PerchunPak commented 1 year ago

Reproduced! Write some non ISO-8859-1 symbols in server.properties and save it with UTF-8 encoding. Then start server with enabled query, and you have random symbols in mcstatus received answer.

So it's only possible with query and all fields there (like players or map).

P.S. I tried Paper and Vanilla cores. And Bedrock Vanilla (unaffected).

PerchunPak commented 1 year ago

We can add fix_encoding method to all strings in QueryResponse, so no breaking change would be.
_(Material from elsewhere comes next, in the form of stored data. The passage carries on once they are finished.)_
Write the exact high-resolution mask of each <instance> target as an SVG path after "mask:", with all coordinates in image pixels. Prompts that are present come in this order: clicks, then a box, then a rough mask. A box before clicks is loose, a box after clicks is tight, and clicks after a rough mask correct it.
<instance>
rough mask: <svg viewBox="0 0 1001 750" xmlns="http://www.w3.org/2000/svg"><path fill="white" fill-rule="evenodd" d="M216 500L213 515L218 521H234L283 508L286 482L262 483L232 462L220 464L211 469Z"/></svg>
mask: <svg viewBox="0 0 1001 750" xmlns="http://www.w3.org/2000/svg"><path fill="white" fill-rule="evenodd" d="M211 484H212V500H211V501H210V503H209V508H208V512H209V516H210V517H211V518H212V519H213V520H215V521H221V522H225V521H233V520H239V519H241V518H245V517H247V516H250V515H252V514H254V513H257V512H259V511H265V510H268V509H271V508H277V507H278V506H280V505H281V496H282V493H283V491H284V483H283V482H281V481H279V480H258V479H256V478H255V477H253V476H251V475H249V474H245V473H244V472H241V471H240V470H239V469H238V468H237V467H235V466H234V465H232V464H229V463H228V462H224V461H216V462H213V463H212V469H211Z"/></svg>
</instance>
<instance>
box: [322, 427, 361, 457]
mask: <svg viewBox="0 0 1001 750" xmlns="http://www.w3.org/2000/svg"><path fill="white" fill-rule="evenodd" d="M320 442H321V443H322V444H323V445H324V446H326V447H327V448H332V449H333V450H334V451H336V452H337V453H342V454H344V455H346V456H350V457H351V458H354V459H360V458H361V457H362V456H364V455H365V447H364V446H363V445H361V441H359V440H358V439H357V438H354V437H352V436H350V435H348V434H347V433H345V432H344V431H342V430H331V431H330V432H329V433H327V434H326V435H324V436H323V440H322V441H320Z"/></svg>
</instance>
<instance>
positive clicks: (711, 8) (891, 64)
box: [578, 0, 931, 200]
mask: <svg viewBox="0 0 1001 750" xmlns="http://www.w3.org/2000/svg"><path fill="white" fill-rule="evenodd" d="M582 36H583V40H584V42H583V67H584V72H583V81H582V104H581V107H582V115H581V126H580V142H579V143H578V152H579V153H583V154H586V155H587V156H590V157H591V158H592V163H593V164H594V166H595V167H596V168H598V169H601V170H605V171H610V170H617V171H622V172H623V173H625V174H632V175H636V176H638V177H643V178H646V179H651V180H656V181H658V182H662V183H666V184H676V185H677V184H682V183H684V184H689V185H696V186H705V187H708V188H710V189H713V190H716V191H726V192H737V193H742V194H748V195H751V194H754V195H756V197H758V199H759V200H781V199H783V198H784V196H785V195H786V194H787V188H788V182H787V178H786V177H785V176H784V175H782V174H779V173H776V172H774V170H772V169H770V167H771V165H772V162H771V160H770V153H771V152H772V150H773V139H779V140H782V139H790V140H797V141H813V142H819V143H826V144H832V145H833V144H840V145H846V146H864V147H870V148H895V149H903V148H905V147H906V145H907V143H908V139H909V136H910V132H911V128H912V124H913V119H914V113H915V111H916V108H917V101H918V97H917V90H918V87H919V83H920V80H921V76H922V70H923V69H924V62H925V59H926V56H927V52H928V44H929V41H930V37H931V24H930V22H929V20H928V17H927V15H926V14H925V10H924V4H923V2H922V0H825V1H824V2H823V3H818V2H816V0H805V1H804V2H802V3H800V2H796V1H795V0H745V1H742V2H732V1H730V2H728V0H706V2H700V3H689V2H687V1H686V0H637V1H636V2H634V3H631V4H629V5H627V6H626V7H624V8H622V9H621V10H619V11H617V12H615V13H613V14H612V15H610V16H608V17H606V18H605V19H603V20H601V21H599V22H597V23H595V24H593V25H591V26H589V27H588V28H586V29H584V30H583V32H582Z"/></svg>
class StringWithFixEncoding(str):
    def fix_encoding(self) -> str:
        return self.encode("iso-8859-1").decode("utf-8")
ItsDrike commented 1 year ago

How to minecraft clients handle this? Do they actually perform reencoding too? If this is just the case of some servers using UTF8 when minecraft motd doesn't support this, I don't think we should be supporting it either. A note about this in FAQ section of the wiki is more than sufficient in that case. If minecraft clients do actually perform this kind of reencoding, only then I'd consider changing the behavior of mcstatus here

PerchunPak commented 1 year ago

How to minecraft clients handle this? Do they actually perform reencoding too? If this is just the case of some servers using UTF8 when minecraft motd doesn't support this, I don't think we should be supporting it either. A note about this in FAQ section of the wiki is more than sufficient in that case. If minecraft clients do actually perform this kind of reencoding, only then I'd consider changing the behavior of mcstatus here

Minecraft clients do not use query protocol at all (ref).

But if you meant Minecraft servers - then yes, they see that server.properties is in UTF-8 encoding, and just resave it with ISO one, so UTF symbols will be transformed to UTF escape sequences.

PerchunPak commented 1 year ago

Can it be fixed by #504? As the PR mentions this question in FAQ here.